Nell’età  dei bamboccioni per forza, il ragazzo che non ha i soldi per uscire di casa non si compera certo la terza automobile: utilizza quella dei genitori.

Come si esce dalla crisi? Ma soprattutto, è possibile tornare ai fasti di una volta? «Le auto di oggi – spiega Gian Primo Quagliano, direttore del Centro studi Promotor di Bologna – sono molto meno inquinanti di quelle di trenta o quarant’anni fa. Le emissioni della vecchia 500 non sono nemmeno lontanamente paragonabili a quelle della nuova. Ma ormai l’idea che l’auto inquinaè entrata nel modo di pensare dei ragazzi. Una strada per uscirne sarebbe quella di rendere l’acquisto più conveniente e abbordabile». In Italia l’80 per cento delle vendite di automobili avviene con finanziamento.

Solo il 20 per cento degli acquirenti si presenta con l’assegno e salda immediatamente il conto dal concessionario. Ma farsi finanziare l’acquisto significa poter presentare una busta paga: quanti italiani sotto i 29 anni sono in grado di farlo? E quanti, tra i pochi che possono presentare una busta paga, sono in grado di sborsare rate da 150-200 euro al mese? Una delle strade è quella di agevolare i finanziamenti per i ragazzi, portandoli da tre a sei anni di durata, o di ridurre le garanzie richieste al momento dell’acquisto. Il problema è che anche in questo campo la contraddizione è clamorosa: una società  che teorizza la precarietà  del lavoro come la strada verso lo sviluppo, finisce per limitare il suo sviluppo proprio a causa della precarietà  delle finanze dei potenziali clienti. E questa è solo una parte del circolo vizioso. «Il fatto – dice Tardella – è che il parco clienti dell’automobile sta invecchiando.

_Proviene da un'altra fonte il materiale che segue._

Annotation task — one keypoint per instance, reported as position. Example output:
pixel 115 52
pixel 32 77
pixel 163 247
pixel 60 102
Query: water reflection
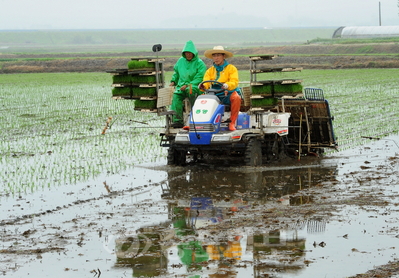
pixel 199 201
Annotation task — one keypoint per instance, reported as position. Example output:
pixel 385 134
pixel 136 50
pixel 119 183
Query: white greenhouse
pixel 362 32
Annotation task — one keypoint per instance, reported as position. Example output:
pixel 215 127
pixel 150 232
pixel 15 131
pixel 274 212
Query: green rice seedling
pixel 145 104
pixel 121 78
pixel 140 65
pixel 122 91
pixel 287 89
pixel 144 92
pixel 143 79
pixel 264 102
pixel 265 90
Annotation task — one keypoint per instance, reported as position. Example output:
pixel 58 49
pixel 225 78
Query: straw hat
pixel 218 49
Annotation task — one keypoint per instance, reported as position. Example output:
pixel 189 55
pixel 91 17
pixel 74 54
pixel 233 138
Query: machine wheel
pixel 176 157
pixel 253 153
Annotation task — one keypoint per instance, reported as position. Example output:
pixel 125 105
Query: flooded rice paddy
pixel 335 216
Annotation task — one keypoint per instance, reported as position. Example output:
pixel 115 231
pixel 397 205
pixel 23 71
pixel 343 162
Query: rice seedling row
pixel 52 123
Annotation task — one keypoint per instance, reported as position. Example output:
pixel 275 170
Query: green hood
pixel 190 47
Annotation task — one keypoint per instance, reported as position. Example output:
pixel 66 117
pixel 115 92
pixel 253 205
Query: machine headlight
pixel 182 138
pixel 221 138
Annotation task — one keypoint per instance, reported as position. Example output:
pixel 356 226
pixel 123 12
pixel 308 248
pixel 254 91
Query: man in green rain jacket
pixel 188 73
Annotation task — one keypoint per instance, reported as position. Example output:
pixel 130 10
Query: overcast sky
pixel 155 14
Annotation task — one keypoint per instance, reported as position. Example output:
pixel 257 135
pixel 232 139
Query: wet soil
pixel 289 216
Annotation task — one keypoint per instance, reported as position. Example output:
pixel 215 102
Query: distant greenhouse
pixel 362 32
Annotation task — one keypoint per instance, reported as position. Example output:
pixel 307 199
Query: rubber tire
pixel 253 153
pixel 176 157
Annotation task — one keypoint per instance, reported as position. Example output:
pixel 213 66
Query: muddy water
pixel 330 217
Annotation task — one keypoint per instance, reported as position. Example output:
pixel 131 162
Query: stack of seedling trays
pixel 139 82
pixel 265 94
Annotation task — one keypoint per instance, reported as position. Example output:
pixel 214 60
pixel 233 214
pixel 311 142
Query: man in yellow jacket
pixel 227 74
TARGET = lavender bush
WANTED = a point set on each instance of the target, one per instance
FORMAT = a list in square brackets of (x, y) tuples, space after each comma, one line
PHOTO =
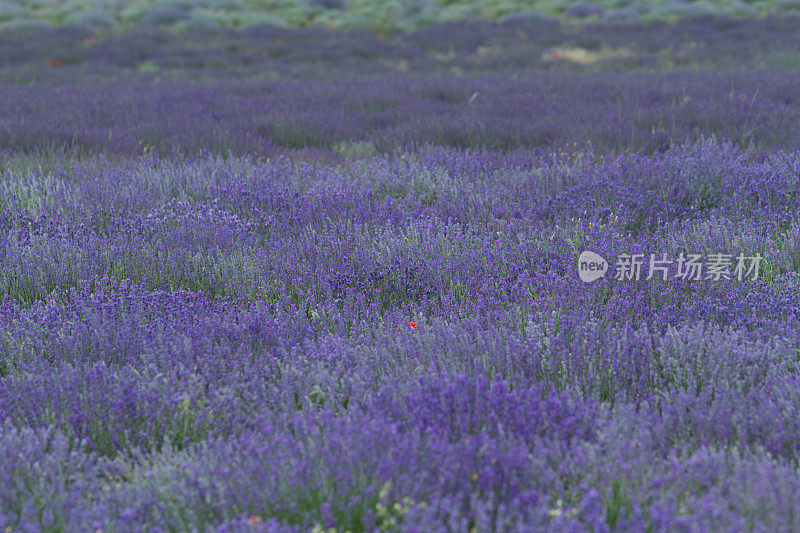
[(398, 342)]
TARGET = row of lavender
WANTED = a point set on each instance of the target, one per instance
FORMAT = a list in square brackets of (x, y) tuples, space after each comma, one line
[(475, 46), (399, 342), (363, 116)]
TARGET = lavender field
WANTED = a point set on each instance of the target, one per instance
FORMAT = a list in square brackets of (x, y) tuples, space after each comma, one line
[(335, 287)]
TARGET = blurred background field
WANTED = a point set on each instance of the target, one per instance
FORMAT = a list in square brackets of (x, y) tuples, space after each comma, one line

Tutti gli acquirenti solo ugualmente importanti, ma quante auto acquisterà  ancora nella sua vita un settantenne appena uscito dal concessionario? E’ chiaro che non può essere quello il pubblico su cui puntare».

Lo studio promosso dall’Unrae fa scattare anche un secondo campanello d’allarme per i costruttori italiani, cioè per il gruppo Fiat. Perché gli acquirenti giovani sono meno legati al prodotto nazionale: i marchi del gruppo di Torino conquistano il 34 per cento delle vendite di tra i clienti di età  superiore ai 65 anni e il 30 per cento tra coloro che hanno meno di 29 anni. Sono calcoli fatti sul 2010, quando il gruppo Fiat era ancora sopra il 30 per cento del mercato italiano. La difficoltà  a raggiungere il pubblico dei ragazzi non è solo del Lingotto. Ma con il trascorrere delle generazioni Torino usufruisce sempre meno di quella rendita di posizione che aveva avuto fino agli anni Ottanta per essere sostanzialmente, allora, in una situazione di monopolio. Anche questa tendenza è difficile, se non impossibile, da invertire. La reattività  dei clienti, giovani o anziani che siano, dipende soprattutto dalle loro possibilità  economiche e dai prezzi proposti dai costruttori.

Ma dipende anche da quanti e quali nuovi modelli offre il mercato: «Se si svuotano le sale cinematografiche – si chiede Tardella – sarà  solo colpa dei gestori dei cinema che tengono alto il pezzo del biglietto o non sarà  anche conseguenza della quantità  di buoni film in circolazione?».